NHS Voices blogs

No place like home

Introducing virtual wards during the pandemic has led to them being implemented more widely to care for people in the communities of Wolverhampton.
Rachael Brown

22 August 2023

Given the option, who wouldn’t want to be cared for at home, get to sleep in their own bed and still have direct access to the nurses and doctors who are caring for them? writes Rachael Brown. 

COVID-19 provided us with a unique opportunity to relook at community services and expand them to help support and care for people in their own homes, and so the concept of a virtual ward was a natural progression of this. We first developed our virtual ward to support COVID-19-positive patients at home, but then quickly realised that we could build on the same concept for other conditions like asthma, COPD, frailty and paediatrics.

Starting with something quite unique as an answer to managing the huge volume of patients during the pandemic, developed into a much bigger concept of how we can support and care for people in their own homes. The benefits for us didn’t just impact on patient care and their experience, but were also evident in the workforce: recruitment and retention, job satisfaction, as well as efficiencies and improved patient flow through our systems.

If this aids recovery and recuperation on your own terms, why wouldn’t we want to do more of it?

Most of us are aware of the dangers of prolonged hospital stays deconditioning patients, (#pjparalysis) which is particularly evident if you are old and frail and require a hospital stay. Virtual ward provides a solution to this – who wouldn’t want to be cared for at home and get to sleep in their own bed, be able to eat what they want, when they want to and be surrounded by the things and the people they love? If this aids recovery and recuperation on your own terms, why wouldn’t we want to do more of it? Plus, it doesn’t just work well with adults, our paediatrics patients love it too.
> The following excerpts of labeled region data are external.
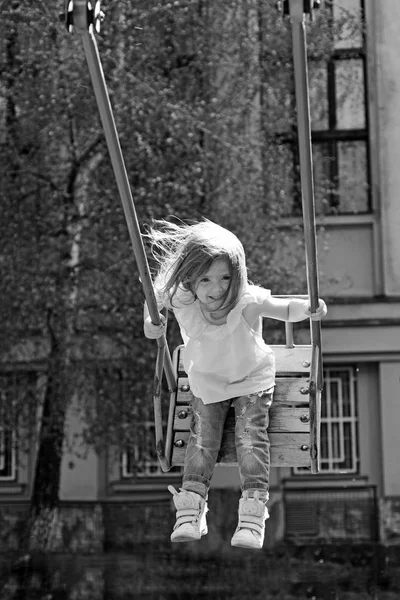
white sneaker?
[168,485,208,542]
[231,491,269,550]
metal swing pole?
[64,0,176,471]
[288,0,323,473]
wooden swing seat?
[166,345,318,468]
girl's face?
[195,258,231,311]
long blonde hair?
[145,219,247,308]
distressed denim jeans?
[183,391,272,501]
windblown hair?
[145,219,247,308]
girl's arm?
[243,293,327,327]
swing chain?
[275,0,321,19]
[60,0,104,33]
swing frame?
[61,0,323,473]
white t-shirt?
[169,285,275,404]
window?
[93,366,169,479]
[0,371,38,482]
[0,427,16,482]
[295,367,359,475]
[121,421,163,479]
[264,0,371,216]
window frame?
[293,364,361,477]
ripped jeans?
[182,392,272,501]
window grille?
[294,367,359,475]
[284,486,378,544]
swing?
[62,0,323,473]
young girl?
[144,220,327,549]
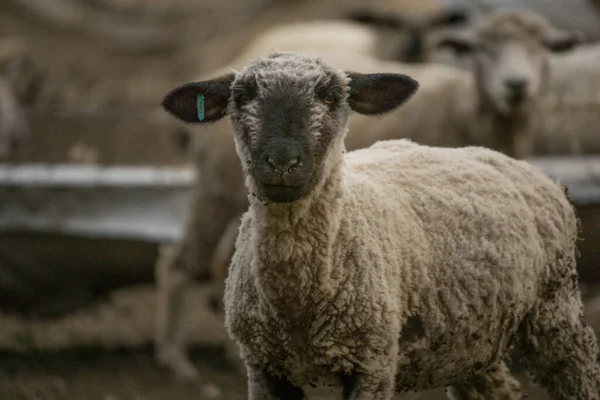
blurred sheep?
[157,13,576,384]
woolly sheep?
[156,8,584,379]
[0,36,41,160]
[0,77,29,160]
[156,47,478,380]
[163,53,600,400]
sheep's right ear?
[162,73,235,123]
[345,9,407,29]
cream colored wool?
[225,140,600,399]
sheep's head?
[435,10,581,115]
[0,37,44,105]
[163,53,418,203]
[0,76,29,160]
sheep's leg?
[447,362,523,400]
[520,281,600,400]
[210,216,240,312]
[155,246,199,381]
[210,216,245,372]
[248,369,306,400]
[341,354,398,400]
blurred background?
[0,0,600,400]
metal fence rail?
[0,156,600,242]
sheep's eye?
[323,92,337,104]
[234,83,256,107]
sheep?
[156,8,584,380]
[0,78,29,160]
[213,9,468,69]
[343,7,469,63]
[155,47,478,381]
[162,52,600,400]
[0,36,41,160]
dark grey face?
[229,57,349,202]
[163,53,418,203]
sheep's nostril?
[267,157,300,171]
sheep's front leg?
[248,367,306,400]
[341,344,398,400]
[342,373,395,400]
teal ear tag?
[196,94,204,121]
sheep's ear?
[426,8,469,27]
[346,72,419,115]
[162,73,235,123]
[542,31,585,53]
[433,31,477,55]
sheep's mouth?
[260,183,306,203]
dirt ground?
[0,347,546,400]
[0,285,546,400]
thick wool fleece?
[224,140,597,390]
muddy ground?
[0,285,546,400]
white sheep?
[0,77,29,160]
[0,36,41,160]
[156,8,588,379]
[163,53,600,400]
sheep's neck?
[472,103,535,159]
[251,155,342,321]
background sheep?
[157,8,584,379]
[156,46,478,380]
[163,53,600,400]
[0,37,41,160]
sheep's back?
[345,140,577,332]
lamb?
[0,78,29,160]
[156,8,584,380]
[163,52,600,400]
[0,36,41,160]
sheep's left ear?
[542,31,585,53]
[162,73,235,123]
[346,72,419,115]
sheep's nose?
[267,155,300,171]
[504,78,527,96]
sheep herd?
[152,5,600,400]
[0,1,600,400]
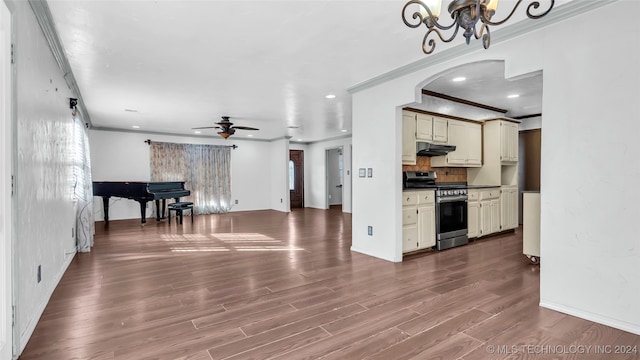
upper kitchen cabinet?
[500,121,518,164]
[402,110,416,165]
[431,119,482,167]
[467,118,520,186]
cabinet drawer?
[402,207,418,225]
[402,192,418,206]
[418,190,435,204]
[480,188,500,201]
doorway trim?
[324,145,345,210]
[0,1,16,359]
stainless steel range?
[403,171,469,250]
[436,185,469,250]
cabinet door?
[467,201,480,238]
[416,114,433,141]
[447,120,467,165]
[491,199,500,233]
[479,200,491,236]
[402,112,416,165]
[418,205,436,249]
[500,121,518,162]
[466,123,482,165]
[433,116,448,143]
[402,224,418,252]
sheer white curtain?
[73,118,95,252]
[150,142,231,214]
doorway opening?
[326,147,344,209]
[289,150,304,209]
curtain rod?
[144,139,238,149]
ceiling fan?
[193,116,260,139]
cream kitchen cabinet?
[500,121,518,164]
[402,190,436,252]
[500,186,518,230]
[431,120,482,167]
[467,190,480,238]
[478,187,501,236]
[402,110,416,165]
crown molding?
[347,0,620,94]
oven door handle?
[436,195,469,204]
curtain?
[73,118,95,252]
[150,142,231,214]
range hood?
[416,141,456,156]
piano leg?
[102,196,110,225]
[136,200,147,225]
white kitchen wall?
[89,130,273,221]
[352,1,640,334]
[12,1,76,352]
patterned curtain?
[150,142,231,214]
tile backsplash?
[402,156,467,182]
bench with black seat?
[167,201,193,224]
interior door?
[289,150,304,209]
[0,1,13,359]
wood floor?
[21,209,640,360]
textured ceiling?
[49,0,560,142]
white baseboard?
[351,245,402,262]
[19,254,75,354]
[540,300,640,335]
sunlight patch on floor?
[160,233,304,253]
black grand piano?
[93,181,191,224]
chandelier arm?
[473,23,491,49]
[402,0,456,30]
[422,26,460,55]
[481,0,555,26]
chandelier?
[402,0,555,54]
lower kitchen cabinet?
[500,185,518,230]
[402,190,436,252]
[478,188,500,236]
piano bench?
[167,202,193,225]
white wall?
[266,138,291,212]
[352,1,640,334]
[89,130,275,221]
[13,1,75,351]
[0,2,13,359]
[304,137,352,212]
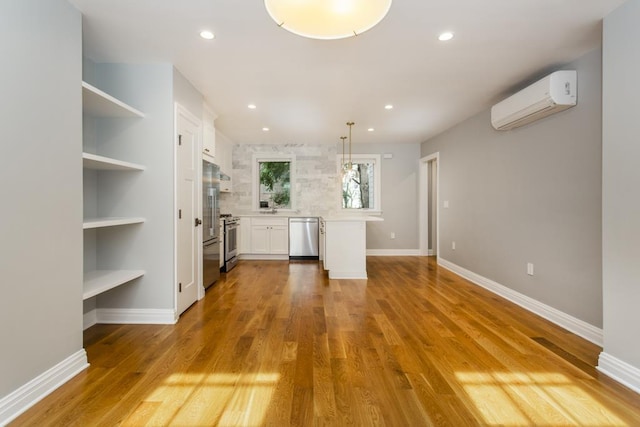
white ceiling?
[70,0,624,143]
Busting a virtual ward myth

One of the myths of virtual ward is that everything is done remotely, which is completely untrue. Most patients get some face-to-face contact, it really depends on what that patient needs. Just like on any hospital ward, patients’ needs can change hourly or daily so it’s important that the team can respond to that. Like any hospital ward, virtual ward does not sit in isolation but has interconnectivity with other services to make it function at its best. If patients become unwell, we can escalate to our two-hour response team, or if they need more face-to-face care, then the Hospital@Home team gets involved. And if the patient just needs a little bit of social support in terms of meal prep or help getting up in a morning or going back to bed at night, we can also utilise our rapid access to social care team.

The best of both worlds

When it comes to workforce, the collaboration between our virtual ward and Hospital@Home team means our nursing team gets the best of both worlds. Not only do they spend time caring for patients virtually, they still get the opportunity to go and provide face-to-face care in patients’ homes. It’s helped with recruitment and retention, as it’s allowed us to retain nurses with a lot of clinical experience who just want to step back from the ‘hustle and bustle’ of frontline care and dedicate their time to providing patients with really bespoke patient-centred care. One nurse on a virtual ward can support about 15-20 patients on a daily basis, in comparison to a medical ward requiring four to five nurses to care for the same cohort if they were in a hospital environment.

I’d like to see a transfer to virtual ward as a part of every patient’s pathway, becoming a seamless move from an emergency department, to a base ward, to home on virtual ward

Our chief executive says that we couldn’t have got through last winter without patients being supported on our virtual ward, and that’s true to a certain extent. There’s still so much more we could be doing to help care for patients safely at home and virtual wards and technology play a massive role in that as part of a ‘step-up ‘or ‘step-down’ model. I’d like to see a transfer to virtual ward as a part of every patient’s pathway, becoming a seamless move from an emergency department, to a base ward, to home on virtual ward. And as soon as you enter the hospital building you automatically have access to tech for monitoring at home. Our patients equally like the freedom virtual ward offers them, plus the accessibility is a big hit – who wouldn’t want direct access to nurses and doctors who are caring for them, whenever you want them, instead of fitting into a hospital regime?